Lovegame

It’s a lesson I learned early and well.

“Good, Veronica, darling. That’s perfect,” Marc tells me as he snaps picture after picture. “Now pout a little for me. Yes, yes…a little more. That’s right. Good, good. Can you roll over on your stomach now, darling? Yes, like that. No, no, keep your skirt hiked up. I want to see the top of your stockings. Bend your knees. Good, now maybe kick off one of your shoes—no, no, not completely off. Leave it dangling on your toes like the femme fatale we all know you are. Yes, yes, like that. Can you prop your elbows up now? Rest your chin on your hands. Yes, exactly. Now give me your most demure look—”

“Do you want to fix my lipstick?” Though I haven’t looked in a mirror yet, I’m uncomfortably aware of it smeared on the edge of my cheek. Above my lip. I don’t like the feeling, don’t like anything that doesn’t fit between the lines ascribed to it.

“No, no, I don’t. It’s perfect. You’re perfect, darling. Now smile for me. Smile, smile, smile. Like a predator, love, not the prey. I know you—ah, yes. There it is. There. It. Is. Good, good.”

Through it all the camera continues to click, picture after picture, until finally he calls a break and I end up back in the dressing room getting my hair and makeup redone. This time I’m in a beautiful, vintage, black and white Dior dress with an asymmetrical collar, puffy sleeves that go to my elbow and a thick, black patent leather belt that accentuates my waist. Black gloves and red shoes for a “pop of color” complete the outfit, as does the wide brimmed hat the stylist sticks on my head at the last minute.

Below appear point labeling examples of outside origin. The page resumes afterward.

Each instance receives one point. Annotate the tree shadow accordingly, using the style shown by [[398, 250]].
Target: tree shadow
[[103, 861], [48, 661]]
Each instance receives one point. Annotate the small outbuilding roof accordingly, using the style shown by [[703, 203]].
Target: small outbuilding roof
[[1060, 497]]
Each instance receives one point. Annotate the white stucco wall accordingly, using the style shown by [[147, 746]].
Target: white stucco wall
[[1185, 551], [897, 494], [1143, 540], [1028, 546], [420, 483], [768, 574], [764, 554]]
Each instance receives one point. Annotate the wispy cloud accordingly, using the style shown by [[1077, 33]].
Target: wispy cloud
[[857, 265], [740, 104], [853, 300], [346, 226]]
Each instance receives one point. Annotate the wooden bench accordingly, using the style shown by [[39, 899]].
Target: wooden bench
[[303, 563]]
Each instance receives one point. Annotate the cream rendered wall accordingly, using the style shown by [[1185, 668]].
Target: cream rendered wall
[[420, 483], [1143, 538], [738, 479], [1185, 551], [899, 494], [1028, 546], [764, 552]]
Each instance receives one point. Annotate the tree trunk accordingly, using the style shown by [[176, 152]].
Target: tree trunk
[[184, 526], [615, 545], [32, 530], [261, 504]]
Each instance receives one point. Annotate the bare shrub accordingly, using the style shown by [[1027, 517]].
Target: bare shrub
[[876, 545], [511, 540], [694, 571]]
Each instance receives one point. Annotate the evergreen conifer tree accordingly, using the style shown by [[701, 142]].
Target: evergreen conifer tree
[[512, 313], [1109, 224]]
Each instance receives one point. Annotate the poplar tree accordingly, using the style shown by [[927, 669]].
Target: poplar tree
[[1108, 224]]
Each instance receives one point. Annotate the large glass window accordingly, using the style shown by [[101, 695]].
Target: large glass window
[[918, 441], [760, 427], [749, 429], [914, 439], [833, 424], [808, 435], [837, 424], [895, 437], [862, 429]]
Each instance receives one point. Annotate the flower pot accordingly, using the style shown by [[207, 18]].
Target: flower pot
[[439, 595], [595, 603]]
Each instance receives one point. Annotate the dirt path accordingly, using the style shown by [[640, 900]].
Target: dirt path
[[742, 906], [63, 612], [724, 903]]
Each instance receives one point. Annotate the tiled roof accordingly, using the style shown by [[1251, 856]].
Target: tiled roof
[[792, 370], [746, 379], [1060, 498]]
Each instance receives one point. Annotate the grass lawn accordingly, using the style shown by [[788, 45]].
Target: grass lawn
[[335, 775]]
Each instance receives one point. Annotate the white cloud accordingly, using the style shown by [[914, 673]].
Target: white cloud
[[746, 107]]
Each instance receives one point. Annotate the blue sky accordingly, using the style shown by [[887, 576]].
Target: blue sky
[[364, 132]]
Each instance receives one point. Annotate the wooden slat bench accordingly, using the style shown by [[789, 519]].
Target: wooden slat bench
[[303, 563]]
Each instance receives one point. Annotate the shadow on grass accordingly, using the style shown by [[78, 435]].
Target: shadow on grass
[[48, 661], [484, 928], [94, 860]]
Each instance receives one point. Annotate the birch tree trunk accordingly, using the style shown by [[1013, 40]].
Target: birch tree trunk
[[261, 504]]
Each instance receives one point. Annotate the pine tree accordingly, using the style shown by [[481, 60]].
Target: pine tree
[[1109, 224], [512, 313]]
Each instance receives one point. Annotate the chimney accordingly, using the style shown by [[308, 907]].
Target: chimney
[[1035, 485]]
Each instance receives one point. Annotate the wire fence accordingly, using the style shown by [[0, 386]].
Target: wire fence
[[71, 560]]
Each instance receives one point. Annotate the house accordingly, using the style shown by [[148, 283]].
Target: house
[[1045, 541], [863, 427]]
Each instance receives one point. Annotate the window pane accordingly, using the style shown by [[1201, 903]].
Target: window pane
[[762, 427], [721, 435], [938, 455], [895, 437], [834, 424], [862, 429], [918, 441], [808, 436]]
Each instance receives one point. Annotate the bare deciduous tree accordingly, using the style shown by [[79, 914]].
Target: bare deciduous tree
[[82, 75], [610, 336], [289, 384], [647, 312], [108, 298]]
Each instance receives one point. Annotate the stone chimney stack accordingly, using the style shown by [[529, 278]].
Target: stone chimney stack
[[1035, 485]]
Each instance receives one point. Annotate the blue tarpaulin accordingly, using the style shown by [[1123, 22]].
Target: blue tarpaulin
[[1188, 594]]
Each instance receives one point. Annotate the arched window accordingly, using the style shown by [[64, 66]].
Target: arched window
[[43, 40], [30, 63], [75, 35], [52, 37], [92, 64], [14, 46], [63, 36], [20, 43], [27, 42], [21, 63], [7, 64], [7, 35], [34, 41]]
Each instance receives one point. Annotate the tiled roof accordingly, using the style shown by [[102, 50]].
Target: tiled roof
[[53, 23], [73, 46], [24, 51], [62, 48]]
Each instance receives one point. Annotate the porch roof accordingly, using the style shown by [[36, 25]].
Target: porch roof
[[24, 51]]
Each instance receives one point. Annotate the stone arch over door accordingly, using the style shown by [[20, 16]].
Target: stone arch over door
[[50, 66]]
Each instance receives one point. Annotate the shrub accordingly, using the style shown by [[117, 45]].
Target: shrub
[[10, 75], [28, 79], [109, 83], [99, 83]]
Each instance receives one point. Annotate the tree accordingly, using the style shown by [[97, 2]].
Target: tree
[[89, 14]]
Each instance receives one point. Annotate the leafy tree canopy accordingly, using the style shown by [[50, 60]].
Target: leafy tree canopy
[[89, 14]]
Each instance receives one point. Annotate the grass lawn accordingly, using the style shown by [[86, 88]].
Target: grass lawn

They want to photograph this look with me walking up and down the rows of my father’s perfectly landscaped English garden. It was his pride and joy when he was alive and since his death several years ago, my mother and I have made it a point to keep it up. I’m not sure why I bother since it’s one of my least favorite places on the estate, but it’s what he would have wanted so…

Halfway through our time outside, Marc has one of his assistants find me pruning shears and then tells me to go crazy. I know Miguel, my gardener, will kill me if I mess up his plants, but once I cut off the first hibiscus blossom, I’m a little bit of a woman possessed. I start hacking away, cutting a couple flowers of each variety, including the very rare verbascums, and leave them strewn on the path like breadcrumbs for Hansel and Gretel to find.

As I do, I can’t help wishing that they’d been there all those years ago. My younger self could have used them.

We move from the garden to the pool, where I’m in a vintage polka dotted two-piece with a matching towel and beach ball à la Gidget. Then I’m in a red pencil skirt and white blouse in my father’s office—which I haven’t changed at all since he died—playing boss woman with my three thousand dollar shoes kicked up on his desk.

I’m in vintage pedal pushers while I arrange flowers in the kitchen and another Chanel suit—white with elaborate black piping this time—in front of the huge black gate that separates the estate from the people on the street who want to gawk at the movie stars. At me.

At one point Marc shoots me right up against the gate, my gloved hands wrapped around the bars, and I can’t help wondering what it looks like. Can’t help wondering if he’s going for the poor little rich girl vibe, if he’s trying to show just how trapped and isolated it sometimes feels being on this side of the gate.

Then again, maybe I’m overthinking. It’s not that big of a stretch, after all, to want to represent a murderess behind bars.

Still, I’m disturbed. And because I’m concerned that one of those pictures—me holding on to the bars and looking out—is the one that will make it on the cover, I decide to make sure that doesn’t happen.

Which is why, when they dress me up in the pièce de résistance—an absolutely gorgeous dream of a gown from Christian Dior’s 1955 couture collection that has layers upon layers of scalloped tulle and a sleeveless sweetheart bodice with rose piping—I know I’m running out of time to take matters into my own hands.

My hair is in another elaborate up-do and I’m wearing vintage Harry Winston diamonds that would steal the show if I was wearing anything less than a grown-up princess dress. But I am wearing that dress, and it—combined with the jewels—tells me that this is the look they want to anchor the shoot.

They’re right—I know they’re right—and still the photos of me holding on to those bars haunt me. I need to find a way to move this look from the center spread to the cover. Quickly.